During their 2014 assault on Gaza, Israeli forces killed more than 2,200 Palestinians, including 550 children – an average of 11 children per day.
Arms to cybersecurity
The Weizmann Institute’s deep involvement in Israel’s arms industry is a perfect match for the Emirati university, which is closely tied to the government.
At least one member of the Emirati university’s board of trustees has already been affiliated with Israel’s arms industry: Peng Xiao.
Xiao is the CEO of Group 42, an Abu Dhabi-based artificial intelligence company that signed two agreements with Israeli weapons manufacturers Israel Aerospace Industries and Rafael in July.
Previously, Xiao was CEO of Pegasus LLC, a former subsidiary of DarkMatter, a cybersecurity company with close ties to the Emirati government that recruits veterans of Unit 8200, a high-tech spy branch of the Israeli military.
The UAE was collaborating with Israel’s cyberwarfare industry even before it signed an agreement to fully normalize relations with Israel.
Yigal Unna, head of the Israel National Cyber Directorate, told his Emirati counterpart during an online conference on Thursday that the two countries “are threatened by the same threats.”
Despite the two country’s mutual hostility towards Iran and the UAE’s alliance with Israel, Israel still refuses to give the green light for the United States to sell advanced F-35 warplanes to the Emirates.
It may be “six or seven years” before the Gulf state could get its hands on the American fighter jets, US ambassador to Israel David Friedman recently told Israeli media.
Meanwhile, in an interview with Israeli business publication The Marker, the president of the University of Haifa revealed the historic relationship between Emirati and Israeli universities.
Ron Robin helped New York University’s Abu Dhabi campus recruit faculty.
“I came to Abu Dhabi for the first time in 2007,” Robin told The Marker.
“I was flying between Abu Dhabi and Tel Aviv for eight years. It was my home during those eight years.”

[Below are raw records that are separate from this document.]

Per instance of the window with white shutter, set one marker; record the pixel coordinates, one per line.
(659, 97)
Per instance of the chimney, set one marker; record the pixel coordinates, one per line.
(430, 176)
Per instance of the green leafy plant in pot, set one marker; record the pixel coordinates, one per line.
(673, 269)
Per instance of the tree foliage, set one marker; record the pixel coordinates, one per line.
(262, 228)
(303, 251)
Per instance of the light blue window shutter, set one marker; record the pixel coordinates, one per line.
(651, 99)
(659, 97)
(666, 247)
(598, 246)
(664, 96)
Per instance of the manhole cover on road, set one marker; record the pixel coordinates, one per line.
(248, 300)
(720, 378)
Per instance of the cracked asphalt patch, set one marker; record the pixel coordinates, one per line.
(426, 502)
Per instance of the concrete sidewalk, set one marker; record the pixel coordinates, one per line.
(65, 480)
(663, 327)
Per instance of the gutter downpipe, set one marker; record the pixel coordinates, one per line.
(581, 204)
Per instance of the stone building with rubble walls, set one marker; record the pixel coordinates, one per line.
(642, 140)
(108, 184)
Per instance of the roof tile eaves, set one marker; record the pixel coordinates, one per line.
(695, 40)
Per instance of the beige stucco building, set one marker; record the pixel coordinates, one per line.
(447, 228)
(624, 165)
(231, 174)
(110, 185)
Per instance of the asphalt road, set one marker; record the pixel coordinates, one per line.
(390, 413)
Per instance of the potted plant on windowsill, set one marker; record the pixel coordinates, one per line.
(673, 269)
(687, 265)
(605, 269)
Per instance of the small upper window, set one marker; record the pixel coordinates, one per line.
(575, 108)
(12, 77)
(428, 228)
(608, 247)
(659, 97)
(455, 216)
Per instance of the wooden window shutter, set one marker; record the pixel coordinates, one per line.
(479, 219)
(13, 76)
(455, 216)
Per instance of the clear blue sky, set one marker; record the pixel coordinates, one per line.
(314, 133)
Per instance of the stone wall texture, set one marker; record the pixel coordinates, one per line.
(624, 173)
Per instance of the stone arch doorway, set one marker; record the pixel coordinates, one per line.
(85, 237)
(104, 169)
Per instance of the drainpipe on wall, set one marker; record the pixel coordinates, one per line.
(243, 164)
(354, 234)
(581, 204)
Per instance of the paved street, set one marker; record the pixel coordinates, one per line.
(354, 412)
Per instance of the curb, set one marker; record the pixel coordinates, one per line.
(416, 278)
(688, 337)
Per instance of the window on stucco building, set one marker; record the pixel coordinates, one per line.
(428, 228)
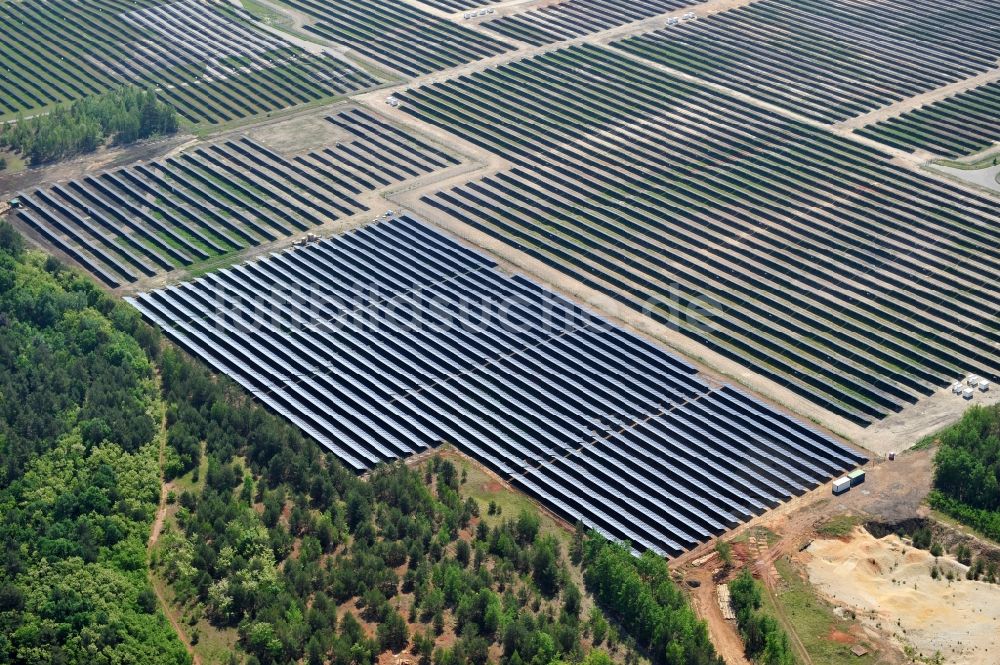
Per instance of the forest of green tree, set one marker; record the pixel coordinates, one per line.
(763, 639)
(277, 541)
(119, 117)
(79, 472)
(967, 470)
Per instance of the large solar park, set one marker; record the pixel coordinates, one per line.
(546, 232)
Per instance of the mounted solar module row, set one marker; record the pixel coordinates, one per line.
(575, 18)
(714, 216)
(960, 125)
(393, 338)
(398, 35)
(203, 58)
(458, 5)
(831, 59)
(225, 197)
(698, 470)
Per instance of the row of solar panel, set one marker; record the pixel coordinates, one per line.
(393, 338)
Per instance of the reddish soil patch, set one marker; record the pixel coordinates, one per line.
(841, 637)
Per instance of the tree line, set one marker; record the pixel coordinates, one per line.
(967, 470)
(119, 117)
(272, 537)
(79, 478)
(763, 639)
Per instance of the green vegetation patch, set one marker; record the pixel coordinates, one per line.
(119, 117)
(839, 526)
(79, 475)
(967, 471)
(826, 637)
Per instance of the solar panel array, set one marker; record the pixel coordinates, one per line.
(458, 5)
(397, 34)
(393, 338)
(575, 18)
(205, 62)
(808, 258)
(832, 59)
(960, 125)
(140, 220)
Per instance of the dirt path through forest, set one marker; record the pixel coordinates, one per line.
(154, 537)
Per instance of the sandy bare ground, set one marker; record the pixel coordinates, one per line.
(893, 492)
(988, 178)
(889, 585)
(910, 103)
(100, 160)
(725, 638)
(928, 416)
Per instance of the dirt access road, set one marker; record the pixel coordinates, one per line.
(154, 537)
(893, 491)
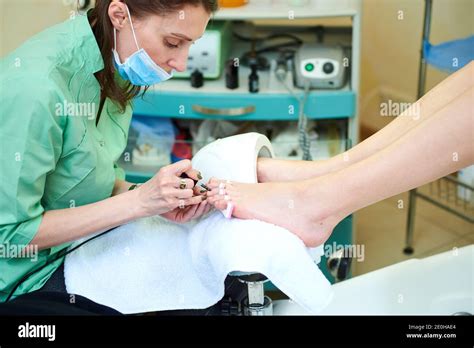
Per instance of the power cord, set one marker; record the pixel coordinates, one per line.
(303, 137)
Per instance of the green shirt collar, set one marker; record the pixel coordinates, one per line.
(83, 34)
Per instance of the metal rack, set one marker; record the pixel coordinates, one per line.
(444, 192)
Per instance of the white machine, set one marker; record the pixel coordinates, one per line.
(319, 65)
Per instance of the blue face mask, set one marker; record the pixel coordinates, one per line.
(139, 68)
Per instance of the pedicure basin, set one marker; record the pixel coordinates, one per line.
(441, 284)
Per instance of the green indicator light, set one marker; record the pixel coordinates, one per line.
(309, 67)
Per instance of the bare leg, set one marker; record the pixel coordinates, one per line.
(311, 208)
(270, 170)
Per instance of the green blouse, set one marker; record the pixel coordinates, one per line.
(52, 154)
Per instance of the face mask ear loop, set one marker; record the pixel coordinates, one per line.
(131, 24)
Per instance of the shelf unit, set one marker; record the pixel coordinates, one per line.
(176, 99)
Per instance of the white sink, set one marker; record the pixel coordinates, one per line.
(442, 284)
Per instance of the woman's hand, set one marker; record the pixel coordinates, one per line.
(162, 193)
(188, 213)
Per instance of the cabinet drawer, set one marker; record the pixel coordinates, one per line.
(264, 106)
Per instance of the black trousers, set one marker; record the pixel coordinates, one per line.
(53, 299)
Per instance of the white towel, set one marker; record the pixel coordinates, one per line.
(153, 264)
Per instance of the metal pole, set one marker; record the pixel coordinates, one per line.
(421, 89)
(425, 36)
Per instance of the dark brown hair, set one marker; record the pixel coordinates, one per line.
(103, 31)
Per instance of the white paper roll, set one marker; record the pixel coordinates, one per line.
(233, 158)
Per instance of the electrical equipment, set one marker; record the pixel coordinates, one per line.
(209, 53)
(319, 65)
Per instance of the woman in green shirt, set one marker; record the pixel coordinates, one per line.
(65, 113)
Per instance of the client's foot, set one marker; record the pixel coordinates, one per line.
(289, 205)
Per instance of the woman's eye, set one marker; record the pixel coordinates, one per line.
(170, 45)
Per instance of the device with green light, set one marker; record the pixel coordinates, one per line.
(320, 65)
(209, 53)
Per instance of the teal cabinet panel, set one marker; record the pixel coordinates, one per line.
(265, 106)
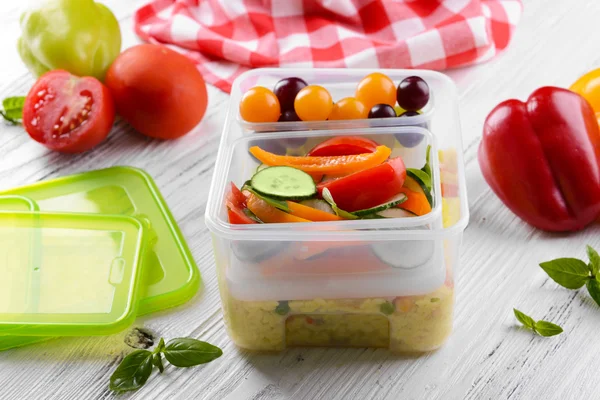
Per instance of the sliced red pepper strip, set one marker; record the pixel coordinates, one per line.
(367, 188)
(335, 165)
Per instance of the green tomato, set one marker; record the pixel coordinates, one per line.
(80, 36)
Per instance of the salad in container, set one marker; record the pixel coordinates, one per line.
(337, 209)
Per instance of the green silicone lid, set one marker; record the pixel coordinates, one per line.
(17, 203)
(69, 274)
(171, 276)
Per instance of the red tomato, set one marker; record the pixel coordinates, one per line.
(344, 146)
(368, 188)
(158, 91)
(235, 196)
(68, 114)
(236, 203)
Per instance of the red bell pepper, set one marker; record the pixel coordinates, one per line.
(367, 188)
(343, 146)
(542, 159)
(236, 203)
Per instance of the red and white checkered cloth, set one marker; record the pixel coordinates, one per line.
(227, 37)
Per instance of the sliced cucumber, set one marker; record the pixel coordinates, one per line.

Robin explained that he never hid his Israeli identity during his time there.
“The people who I dealt with understood I was Israeli,” he added.
Robin said he expects Israel to build relations with three Emirati academic institutions in particular: NYU Abu Dhabi, Mohamed bin Zayed University of Artificial Intelligence and United Arab Emirates University.
Tamara Nassar is an assistant editor at The Electronic Intifada.